I was impressed that he knew the term. “Aye, that she is. But you didn’t come here to admire sleek watercraft. What’s on your mind?”
He took a long pull on his drink. “Walt found a bomb in his car yesterday. So did I. We think Reed’s brother, Nicolas, planted them.”
“Revenge?”
“Exactly.” Max’s favorite phrase.
“I didn’t know Reed had a brother.”
August Reed had tried to crater a major part of Southern California a few months ago. I had been part of an undercover FBI operation that had stopped him–dead.
“The Bureau has a very thin dossier on Brother Nicolas, except that he’s currently believed to be here in LA.” He pointed his chin back toward shore. “We should probably check that rust bucket of yours. Just to be safe.”

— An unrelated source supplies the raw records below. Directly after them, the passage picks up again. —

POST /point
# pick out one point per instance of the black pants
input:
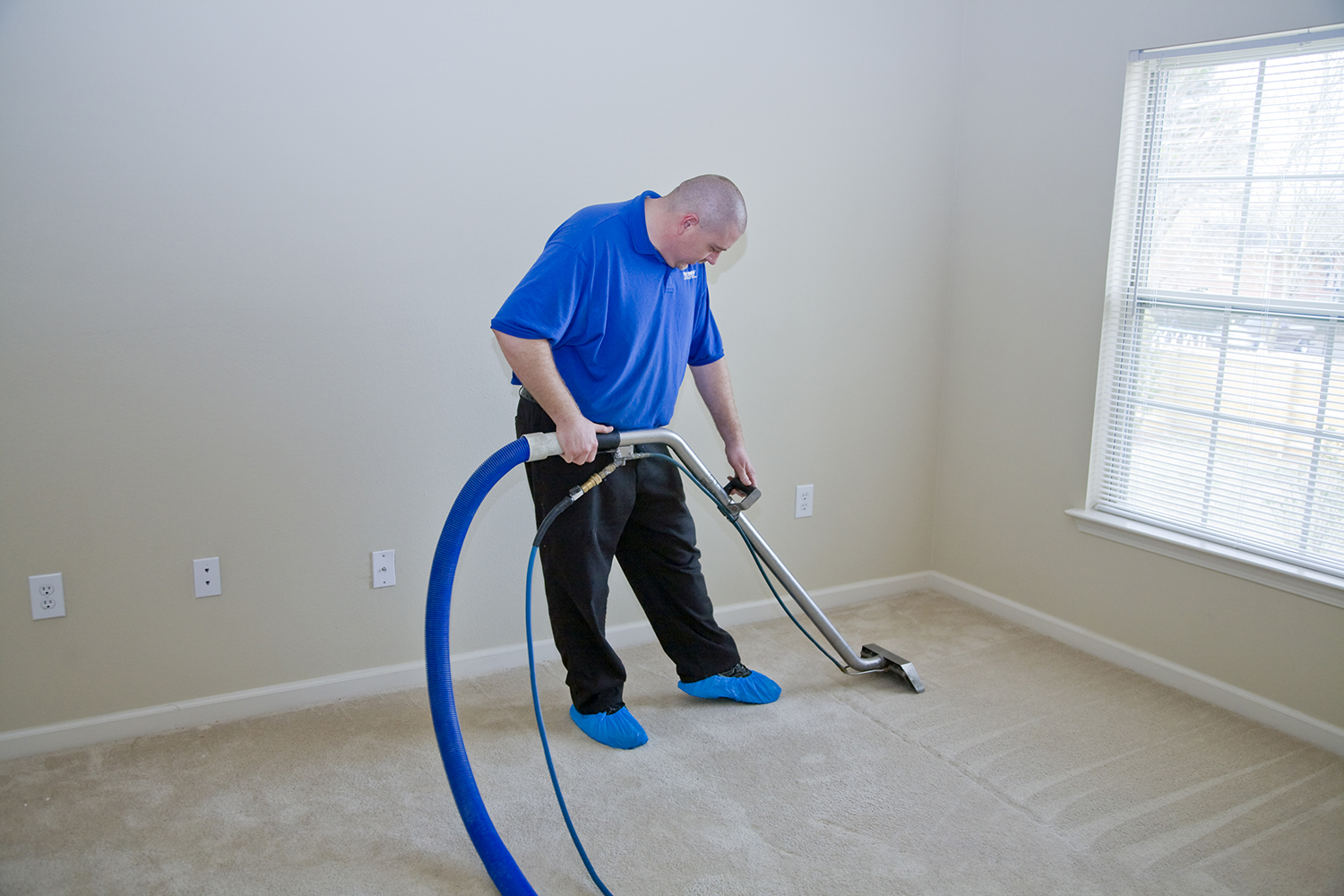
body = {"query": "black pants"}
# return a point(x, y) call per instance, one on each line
point(639, 516)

I said, “Exactly,” and we got up and walked back to the parking lot. Except for Max’s Ford, which he’d parked beside a tilting phone pole and couple of skiffs overturned and baking in the sun, my Kaiser sat alone, waiting near the gangway of the Cervantes II. It seemed more threatening than before, like a dozing bull.
I let Max pop the hood and we both peeked inside. There was a small tan box, wires and a soft-ball sized lump of grey clay strapped behind the left headlight. Definitely non-standard equipment.
“That’s a timer,” Max said, pointing at the tan box. “Just like the one that was in my car. Could have been placed there any time in the last twenty-four hours. Better stand away while I disconnect it.”
I took a couple of steps back. “You sure you know what you’re–”
“Got it,” he called out, still bent over the engine.
“Whew.”
“Whew is right,” he said, still working at the device. “I’m sweating like a pig out here in the sun.”
“I don’t think it’s the sun that’s making you sweat.”
“Exactly.”
Max and the front end of my Kaiser flew up in a roaring, rolling ball of yellow flame that threw me back and down on my left side. Gravel bit into my skin and a piece of the car’s hood slammed down silently next to my face and bounced away.